It appears there will be a variety of celebrations for Flag Day this year, but I plan to do what I always do on June 14.
I lead a nature hike called "In Search of Blue Flags," because these native wildflowers bloom faithfully right around Flag Day.
While people are waving flags in parades and at rallies, blue flags are quietly raising their own banners in wetlands throughout the region.
Blue flag is a lovely native species of iris. It isn't large and flamboyant like the garden irises favored by European painters.
Its beauty is quieter — more at home in a marsh than a palace garden.
American artist Mary Vaux Walcott, sometimes called the "Audubon of Botany," captured this delicate North American flower in her botanical paintings. Walcott was also an accomplished mountaineer who explored glaciers in the Canadian Rockies, proving that scientists and artists need not stay indoors.
The blossom features three large, downward-curving sepals called falls. Each is decorated with yellow and white veins that act as nectar guides — a visual runway showing pollinating insects exactly where to land.
But why are they called flags if they are irises?
No one seems entirely sure.
Some historians and botanists believe the French fleur-de-lis was actually a stylized iris. The emblem appeared on royal banners and military flags, and perhaps the name followed the flower.
Others point out that the Middle English word "flagge" referred to rushes and reeds growing in wetlands. Since blue flags often grow among such plants, the name may have originated there instead.
Whatever the origin of the name, the flower has a clever way of making sure pollinators do their job.

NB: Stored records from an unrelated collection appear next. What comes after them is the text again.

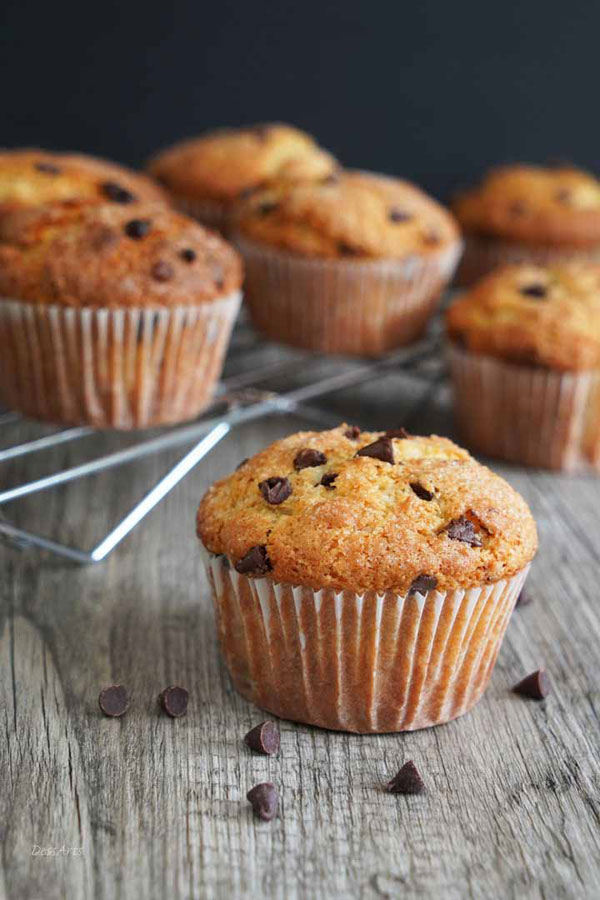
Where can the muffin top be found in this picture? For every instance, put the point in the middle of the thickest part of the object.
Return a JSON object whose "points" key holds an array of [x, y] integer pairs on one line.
{"points": [[221, 165], [113, 255], [351, 215], [36, 177], [537, 315], [553, 205], [368, 511]]}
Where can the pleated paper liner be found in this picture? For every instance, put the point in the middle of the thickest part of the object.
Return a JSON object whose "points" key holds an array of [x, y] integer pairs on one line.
{"points": [[526, 414], [359, 662], [112, 368], [358, 307], [484, 254]]}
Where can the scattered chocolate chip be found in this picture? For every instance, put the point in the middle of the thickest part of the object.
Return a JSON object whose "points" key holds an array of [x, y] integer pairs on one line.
{"points": [[264, 800], [162, 271], [524, 598], [263, 738], [48, 168], [255, 562], [174, 701], [137, 228], [407, 781], [399, 215], [309, 457], [421, 492], [328, 479], [422, 584], [275, 490], [537, 686], [400, 433], [113, 700], [462, 529], [381, 449], [534, 290], [116, 193]]}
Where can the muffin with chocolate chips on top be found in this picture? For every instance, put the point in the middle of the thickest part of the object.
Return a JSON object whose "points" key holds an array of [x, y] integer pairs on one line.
{"points": [[354, 264], [363, 581], [525, 364], [116, 315], [207, 176], [524, 213], [32, 178]]}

The falls serve as landing pads for bumblebees. Following the yellow nectar guides, a bee enters beneath a leaf-like structure called the style arm. To reach the nectar, it must squeeze past the stigma, the flower's female part, depositing pollen it may have carried from another iris. As the bee backs out, it brushes against the anther, which dusts the insect with fresh pollen to deliver to the next blossom.
It's an elegant system — one that has worked for thousands of years without a committee meeting, parade permit, or patriotic speech.
Lots will be happening on June 14, but I'll pass on the parades and rallies. I'll celebrate Flag Day the way Mary Vaux Walcott might have — if she wasn't off climbing mountains to study glaciers — by wandering a wetland in search of flags.